Internet speed capped at 100mbps by the router


A few months ago I flashed my ASUS RT-AC85P router with OpenWRT 21.02.3 firmware. Everything has been working great, but I have recently noticed that my internet speed wouldn't go past 95 mb/s, which is well below what my ISP provides (200 mb/s). To test the speed connection I used the dslreports speed test, as well as a few others.
I contacted my ISP - they assured me everything was right on their end and the issue has to be on my end, so I began troubleshooting.
Eventually, I think I narrowed down the problem to the 'wan' interface being limited to 100mb/s by the router for some reason.
Here's what I've tried:

1. Connecting the ethernet cable directly to my PC, omitting the router
This fixes the problem, my internet speed went back to the full 200 mb/s - tested with the dslreports test again.
I have also repeated this with every ethernet cable that I'm using - they're all working fine and providing the full 200mb/s speed. All the cables I use are ethernet cat5e cables, which should be capable of handling 1Gb/s speed.
I believe this eliminates the possibility of a faulty ethernet cable.

2. Googling for people experiencing similar issues
This has brought me to various threads on the OpenWRT forums.
The first one I found suggested running the following command for further troubleshooting:

dev=$(ifstatus wan | grep "device | awk '{print $2}' | sed 's/"//g;s/,//g'); echo "Interface: $dev, Speed: $(cat /sys/class/net/$dev/speed)"

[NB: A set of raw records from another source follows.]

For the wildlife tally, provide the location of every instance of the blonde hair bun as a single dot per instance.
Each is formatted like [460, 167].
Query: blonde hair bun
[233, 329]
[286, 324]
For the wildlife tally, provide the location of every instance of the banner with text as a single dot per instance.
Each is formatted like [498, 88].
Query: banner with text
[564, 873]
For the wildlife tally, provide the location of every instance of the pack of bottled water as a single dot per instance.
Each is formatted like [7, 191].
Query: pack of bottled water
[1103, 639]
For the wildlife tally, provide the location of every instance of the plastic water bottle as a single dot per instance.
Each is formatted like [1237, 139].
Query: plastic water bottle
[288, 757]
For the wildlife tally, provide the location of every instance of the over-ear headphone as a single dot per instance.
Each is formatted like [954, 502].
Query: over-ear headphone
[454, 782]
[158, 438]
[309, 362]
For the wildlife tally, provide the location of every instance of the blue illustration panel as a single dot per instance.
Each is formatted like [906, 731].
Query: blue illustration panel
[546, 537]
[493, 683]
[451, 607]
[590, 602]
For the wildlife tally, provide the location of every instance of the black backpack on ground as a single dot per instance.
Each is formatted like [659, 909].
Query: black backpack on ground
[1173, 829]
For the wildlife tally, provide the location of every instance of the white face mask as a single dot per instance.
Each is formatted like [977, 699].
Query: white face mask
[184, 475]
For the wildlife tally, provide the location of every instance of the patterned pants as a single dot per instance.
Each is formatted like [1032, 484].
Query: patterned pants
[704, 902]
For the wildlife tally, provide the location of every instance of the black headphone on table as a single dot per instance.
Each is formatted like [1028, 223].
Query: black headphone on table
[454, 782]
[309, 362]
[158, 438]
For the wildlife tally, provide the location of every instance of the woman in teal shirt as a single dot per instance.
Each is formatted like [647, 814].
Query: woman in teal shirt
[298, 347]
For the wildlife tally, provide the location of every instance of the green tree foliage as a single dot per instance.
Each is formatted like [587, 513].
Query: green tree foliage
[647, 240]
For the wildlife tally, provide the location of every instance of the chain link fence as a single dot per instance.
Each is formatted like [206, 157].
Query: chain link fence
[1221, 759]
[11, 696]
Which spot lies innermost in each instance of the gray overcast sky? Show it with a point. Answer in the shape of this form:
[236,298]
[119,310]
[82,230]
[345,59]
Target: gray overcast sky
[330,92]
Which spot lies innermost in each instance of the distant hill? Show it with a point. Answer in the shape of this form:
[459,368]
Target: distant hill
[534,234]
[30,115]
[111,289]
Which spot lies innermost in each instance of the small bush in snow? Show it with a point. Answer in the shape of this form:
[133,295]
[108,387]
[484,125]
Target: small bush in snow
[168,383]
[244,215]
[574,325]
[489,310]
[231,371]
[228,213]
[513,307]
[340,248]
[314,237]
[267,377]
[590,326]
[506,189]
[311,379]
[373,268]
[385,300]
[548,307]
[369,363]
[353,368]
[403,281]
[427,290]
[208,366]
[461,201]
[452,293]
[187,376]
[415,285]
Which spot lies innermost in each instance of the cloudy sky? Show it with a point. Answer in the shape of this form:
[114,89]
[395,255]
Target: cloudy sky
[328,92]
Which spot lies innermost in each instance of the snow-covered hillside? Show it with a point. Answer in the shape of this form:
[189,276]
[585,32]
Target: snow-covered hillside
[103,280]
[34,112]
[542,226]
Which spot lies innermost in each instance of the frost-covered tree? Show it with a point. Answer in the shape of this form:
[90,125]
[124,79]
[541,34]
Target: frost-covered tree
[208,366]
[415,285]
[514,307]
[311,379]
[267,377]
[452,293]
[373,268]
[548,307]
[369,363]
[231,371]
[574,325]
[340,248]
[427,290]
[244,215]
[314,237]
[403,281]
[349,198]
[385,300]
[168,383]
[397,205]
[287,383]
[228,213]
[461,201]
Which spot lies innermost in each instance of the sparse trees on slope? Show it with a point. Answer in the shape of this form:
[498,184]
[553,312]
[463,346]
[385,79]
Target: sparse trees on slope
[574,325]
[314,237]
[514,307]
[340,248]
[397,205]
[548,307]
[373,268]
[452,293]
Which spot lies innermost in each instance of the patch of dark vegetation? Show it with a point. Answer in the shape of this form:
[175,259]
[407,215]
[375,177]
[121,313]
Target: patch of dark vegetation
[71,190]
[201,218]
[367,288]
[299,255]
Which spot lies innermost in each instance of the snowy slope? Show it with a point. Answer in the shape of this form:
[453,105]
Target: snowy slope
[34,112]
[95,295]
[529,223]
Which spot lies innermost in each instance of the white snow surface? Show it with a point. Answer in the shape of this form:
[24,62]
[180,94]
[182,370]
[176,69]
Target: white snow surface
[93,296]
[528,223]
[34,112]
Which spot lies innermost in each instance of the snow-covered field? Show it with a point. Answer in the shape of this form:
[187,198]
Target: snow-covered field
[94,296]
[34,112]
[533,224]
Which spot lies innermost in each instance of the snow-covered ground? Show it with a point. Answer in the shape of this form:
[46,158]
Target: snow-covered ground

The output of the command ran on my device is:

Interface: wan, Speed: 100

At this point I knew this output wasn't what it should be and suspected that the issue is my router somehow establishing wrong connection speed.

3. ethtool

After further googling, I obtained more information with the ethtool utility.
I ran the following commands and obtained the following output:

ethtool eth0

Settings for eth0:
        Supported ports: [ MII ]
        Supported link modes:   1000baseT/Full
        Supported pause frame use: Symmetric Receive-only
        Supports auto-negotiation: No
        Supported FEC modes: Not reported
        Advertised link modes:  1000baseT/Full
        Advertised pause frame use: Symmetric Receive-only
        Advertised auto-negotiation: No
        Advertised FEC modes: Not reported
        Speed: 1000Mb/s
        Duplex: Full
        Port: MII
        PHYAD: 0
        Transceiver: internal
        Auto-negotiation: on
        Current message level: 0x000000ff (255)
                               drv probe link timer ifdown ifup rx_err tx_err
        Link detected: yes

ethtool wan

        Supported ports: [ TP MII ]
        Supported link modes:   10baseT/Half 10baseT/Full
                                100baseT/Half 100baseT/Full
        Supported pause frame use: Symmetric Receive-only
        Supports auto-negotiation: Yes
        Supported FEC modes: Not reported
        Advertised link modes:  10baseT/Half 10baseT/Full
                                100baseT/Half 100baseT/Full
        Advertised pause frame use: Symmetric Receive-only
        Advertised auto-negotiation: Yes
        Advertised FEC modes: Not reported
        Link partner advertised link modes:  10baseT/Half 10baseT/Full
                                             100baseT/Half 100baseT/Full
        Link partner advertised pause frame use: No
        Link partner advertised auto-negotiation: Yes
        Link partner advertised FEC modes: Not reported
        Speed: 100Mb/s
        Duplex: Full
        Port: MII
        PHYAD: 0
        Transceiver: external
        Auto-negotiation: on
        Supports Wake-on: d
        Wake-on: d
        Link detected: yes

Just like before, I believe this output points out where the issue lies. Unfortunately, I lack the understanding of this part of networking and I don't know why the wan interface is limited to 100mb/s and doesn't advertise 1000mb/s as the option like other interfaces.
I then tried forcing the speed of the wan interface to 1000 with the ethtool utility with the following command:

ethtool -s wan speed 1000 duplex full autoneg on

But that broke internet connectivity entirely and I had to fix it with ethtool -s wan autoneg on to bring it back on. The interface reverted to 100mb/s again.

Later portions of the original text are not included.